Announcement follows Montreal suburb's decision to ban plastic bags by September

The City of Montreal is pushing ahead with a plan to ban thin plastic shopping bags by January 2018.

The decision is a reflection of what Quebecers want and their increased preoccupation with being responsible consumers, Mayor Denis Coderre said Monday.

“We believe that this targeted ban will reinforce the shift toward a greener city while giving the population, businesses and industry a reasonable time to prepare,” Coderre told a news conference.

The city’s environment committee had come out in December in favour of a ban.

A bylaw, to be adopted soon and slated to come into effect on Jan. 1, 2018, would make Montreal the first major Canadian metropolis to implement such a measure.

READ: Brossard council votes to ban plastic bags

Executive committee member Real Menard said the ban would include lightweight plastic bags handed out at grocery stores.

The city is also targeting biodegradable bags because they break up and cause problems for the environment and contain additives that act as a contaminant in the recycling and composting process.

Menard said certain types of bags would be exempted such as those used to handle meat, fruits and vegetables, medication or dry cleaning.

Toronto tried and failed in 2012 to impose a ban, while at least five smaller Canadian municipalities have instituted such a measure beginning with a Manitoba town in 2007.

Major cities in B.C. — Vancouver and Victoria — are also currently considering such bans.

Montreal’s loquacious mayor dismissed Toronto’s failure playing out in his city.
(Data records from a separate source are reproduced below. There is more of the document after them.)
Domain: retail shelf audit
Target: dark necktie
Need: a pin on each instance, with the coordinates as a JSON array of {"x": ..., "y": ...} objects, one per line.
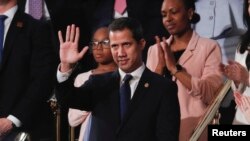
[
  {"x": 125, "y": 94},
  {"x": 36, "y": 8},
  {"x": 2, "y": 18}
]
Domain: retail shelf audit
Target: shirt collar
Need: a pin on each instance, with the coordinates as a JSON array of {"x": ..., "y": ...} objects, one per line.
[
  {"x": 10, "y": 13},
  {"x": 136, "y": 73}
]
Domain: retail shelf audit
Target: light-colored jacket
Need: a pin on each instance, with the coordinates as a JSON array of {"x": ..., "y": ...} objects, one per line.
[
  {"x": 201, "y": 60},
  {"x": 244, "y": 89}
]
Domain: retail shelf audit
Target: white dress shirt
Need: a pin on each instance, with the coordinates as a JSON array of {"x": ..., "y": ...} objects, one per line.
[
  {"x": 45, "y": 10},
  {"x": 136, "y": 77}
]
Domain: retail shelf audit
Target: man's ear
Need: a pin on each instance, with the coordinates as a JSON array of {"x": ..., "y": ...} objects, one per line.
[{"x": 142, "y": 43}]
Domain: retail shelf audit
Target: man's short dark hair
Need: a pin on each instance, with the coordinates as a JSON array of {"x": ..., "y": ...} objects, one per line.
[{"x": 125, "y": 22}]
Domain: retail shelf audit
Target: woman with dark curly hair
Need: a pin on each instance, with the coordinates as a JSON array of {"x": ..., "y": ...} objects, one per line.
[{"x": 188, "y": 59}]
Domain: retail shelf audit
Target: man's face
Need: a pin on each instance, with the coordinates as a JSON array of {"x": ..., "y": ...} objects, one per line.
[{"x": 126, "y": 51}]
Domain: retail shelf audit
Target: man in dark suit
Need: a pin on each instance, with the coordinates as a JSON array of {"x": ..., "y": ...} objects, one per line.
[
  {"x": 147, "y": 12},
  {"x": 26, "y": 76},
  {"x": 152, "y": 113}
]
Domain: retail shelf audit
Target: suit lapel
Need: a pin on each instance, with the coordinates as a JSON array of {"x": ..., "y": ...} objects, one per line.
[{"x": 15, "y": 27}]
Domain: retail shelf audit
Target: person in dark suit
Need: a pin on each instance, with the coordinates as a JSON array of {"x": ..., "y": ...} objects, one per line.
[
  {"x": 58, "y": 14},
  {"x": 147, "y": 12},
  {"x": 26, "y": 76},
  {"x": 153, "y": 112}
]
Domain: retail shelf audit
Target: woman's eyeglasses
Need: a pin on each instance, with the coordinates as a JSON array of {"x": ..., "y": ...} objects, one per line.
[{"x": 104, "y": 44}]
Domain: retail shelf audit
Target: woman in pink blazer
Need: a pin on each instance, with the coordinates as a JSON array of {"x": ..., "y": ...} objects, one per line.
[{"x": 188, "y": 59}]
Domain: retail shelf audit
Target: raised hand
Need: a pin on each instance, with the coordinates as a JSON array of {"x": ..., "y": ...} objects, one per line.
[
  {"x": 236, "y": 72},
  {"x": 69, "y": 54}
]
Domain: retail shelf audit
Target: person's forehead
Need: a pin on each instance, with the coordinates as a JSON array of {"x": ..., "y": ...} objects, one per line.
[{"x": 125, "y": 32}]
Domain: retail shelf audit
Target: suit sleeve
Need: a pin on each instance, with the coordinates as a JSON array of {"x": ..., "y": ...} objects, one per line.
[
  {"x": 42, "y": 68},
  {"x": 168, "y": 123}
]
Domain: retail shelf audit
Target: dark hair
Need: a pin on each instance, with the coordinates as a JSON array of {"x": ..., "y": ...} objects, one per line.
[
  {"x": 128, "y": 23},
  {"x": 191, "y": 4}
]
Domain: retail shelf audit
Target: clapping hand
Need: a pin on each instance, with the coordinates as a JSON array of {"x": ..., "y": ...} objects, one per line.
[
  {"x": 243, "y": 102},
  {"x": 235, "y": 71},
  {"x": 69, "y": 54}
]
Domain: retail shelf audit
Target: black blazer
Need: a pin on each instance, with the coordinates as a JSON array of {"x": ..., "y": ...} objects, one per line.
[
  {"x": 27, "y": 74},
  {"x": 153, "y": 114}
]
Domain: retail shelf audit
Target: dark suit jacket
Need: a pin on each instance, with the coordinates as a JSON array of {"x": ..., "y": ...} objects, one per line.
[
  {"x": 153, "y": 114},
  {"x": 147, "y": 12},
  {"x": 27, "y": 74}
]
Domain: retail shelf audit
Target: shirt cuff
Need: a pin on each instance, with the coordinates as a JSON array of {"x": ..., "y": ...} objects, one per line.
[
  {"x": 62, "y": 76},
  {"x": 15, "y": 121}
]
“In a few years, these plastic bags used by billions, often for a single use, will be a thing of another era,” Coderre said confidently.

The city’s plan is one that might also be adopted by the 80-odd communities representing the Greater Montreal area.

They are studying the issue and have set April 22, 2018 — Earth Day — as a target dates.

The Montreal suburb of Brossard announced last week it would introduce a ban on thin, plastic shopping bags by Sept. 1.